The outer loop is, on the contrary, quite parallel. As long as two elements of the outer loop are hashed into different buckets, they can be entered in parallel. Even when they are hashed to the same bucket, they can still go in parallel as long as some type of memory disambiguation enforces correctness of memory loads and stores performed on behalf of each element.
In reality, the data element values will likely be randomly distributed. Although we aim to provide the reader insight into more realistic execution scenarios, we will begin with some regular but non-ideal data value patterns that are amenable to systematic analysis. These value patterns offer some intermediate steps toward understanding the amount of instruction-level parallelism under the most general, random data values.

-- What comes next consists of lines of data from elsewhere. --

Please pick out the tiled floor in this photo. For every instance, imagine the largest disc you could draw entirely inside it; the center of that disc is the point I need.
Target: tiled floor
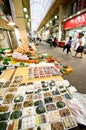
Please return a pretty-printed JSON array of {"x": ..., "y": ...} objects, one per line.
[{"x": 78, "y": 77}]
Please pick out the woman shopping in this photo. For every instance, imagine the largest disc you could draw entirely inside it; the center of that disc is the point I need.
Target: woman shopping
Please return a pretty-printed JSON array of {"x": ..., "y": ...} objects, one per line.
[{"x": 68, "y": 45}]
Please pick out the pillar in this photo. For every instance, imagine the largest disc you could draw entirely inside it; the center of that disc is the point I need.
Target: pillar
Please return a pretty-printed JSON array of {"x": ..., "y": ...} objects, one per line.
[
  {"x": 60, "y": 22},
  {"x": 20, "y": 22}
]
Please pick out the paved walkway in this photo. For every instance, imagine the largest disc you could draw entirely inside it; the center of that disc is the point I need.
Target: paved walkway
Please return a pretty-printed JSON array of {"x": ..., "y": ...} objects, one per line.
[{"x": 78, "y": 77}]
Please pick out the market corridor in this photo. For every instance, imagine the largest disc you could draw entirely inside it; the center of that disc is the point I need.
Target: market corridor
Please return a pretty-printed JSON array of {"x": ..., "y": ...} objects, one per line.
[{"x": 78, "y": 77}]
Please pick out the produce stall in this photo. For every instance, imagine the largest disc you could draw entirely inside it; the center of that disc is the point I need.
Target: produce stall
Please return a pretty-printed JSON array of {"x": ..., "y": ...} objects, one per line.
[{"x": 29, "y": 104}]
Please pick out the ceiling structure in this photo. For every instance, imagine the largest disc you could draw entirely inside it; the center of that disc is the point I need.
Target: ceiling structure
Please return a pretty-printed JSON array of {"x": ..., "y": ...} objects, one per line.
[
  {"x": 52, "y": 12},
  {"x": 38, "y": 10}
]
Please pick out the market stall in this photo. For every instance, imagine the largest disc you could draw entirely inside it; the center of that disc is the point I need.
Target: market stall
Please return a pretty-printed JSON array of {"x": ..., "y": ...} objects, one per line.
[{"x": 29, "y": 104}]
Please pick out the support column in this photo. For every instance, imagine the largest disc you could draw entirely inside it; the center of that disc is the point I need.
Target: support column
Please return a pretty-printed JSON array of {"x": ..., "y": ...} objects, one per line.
[
  {"x": 20, "y": 22},
  {"x": 60, "y": 22}
]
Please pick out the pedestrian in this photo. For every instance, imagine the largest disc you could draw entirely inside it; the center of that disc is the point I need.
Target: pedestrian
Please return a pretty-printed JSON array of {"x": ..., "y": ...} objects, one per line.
[
  {"x": 55, "y": 42},
  {"x": 80, "y": 48},
  {"x": 68, "y": 45}
]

a. Draw a dynamic dependence graph for the hash table code in Figure 3.14 when the values of the 1024 data elements to be inserted are 0, 1, 1024, 1025, 2048, 2049, 3072, 3073, . . . . Describe the new dependences across iterations for the for loop when the while loop is iterated one or more times. Pay special attention to the fact that the inner while loop now can iterate one or more times. The number of instructions in the outer for loop will therefore likely vary as it iterates. For the purpose of determining dependences between loads and stores, assume a dynamic memory disambiguation that cannot resolve the dependences between two memory accesses based on different base pointer registers. For example, the run time hardware cannot disambiguate between a store based on ptr Update and a load based on ptrCurr.
b. Assuming the dynamic dependence graph you derived in part (a), how many instructions will be executed?
c. Assuming the dynamic dependence graph you derived in part (a) and an unlimited amount of hardware resources, how many clock cycles will it take to execute all the instructions you calculated in part (b)?
d. How much instruction-level parallelism is available in the dynamic dependence graph you derived in part (a)?
e. Using the same assumption of run time memory disambiguation mechanism as in part (a), identify a sequence of data elements that will cause the worst-case scenario of the way these new dependences affect the level of parallelism available.
f. Now, assume the worst-case sequence used in part (e), explain the potential effect of a perfect run time memory disambiguation mechanism (i.e., a system that tracks all outstanding stores and allows all non-conflicting loads to proceed). Derive the number of clock cycles required to execute all the instructions in the dynamic dependence graph. On the basis of what you have learned so far, consider a couple of qualitative questions: What is the effect of allowing loads to issue speculatively, before prior store addresses are known? How does such speculation affect the significance of memory latency in this code?
g. Continue the same assumptions as in part (f), and calculate the number of instructions executed.
h. Continue the same assumptions as in part (f), and calculate the amount of instruction-level parallelism available to the run-time hardware.
i. In part (h), what is the effect of limited instruction window sizes on the level of instruction-level parallelism?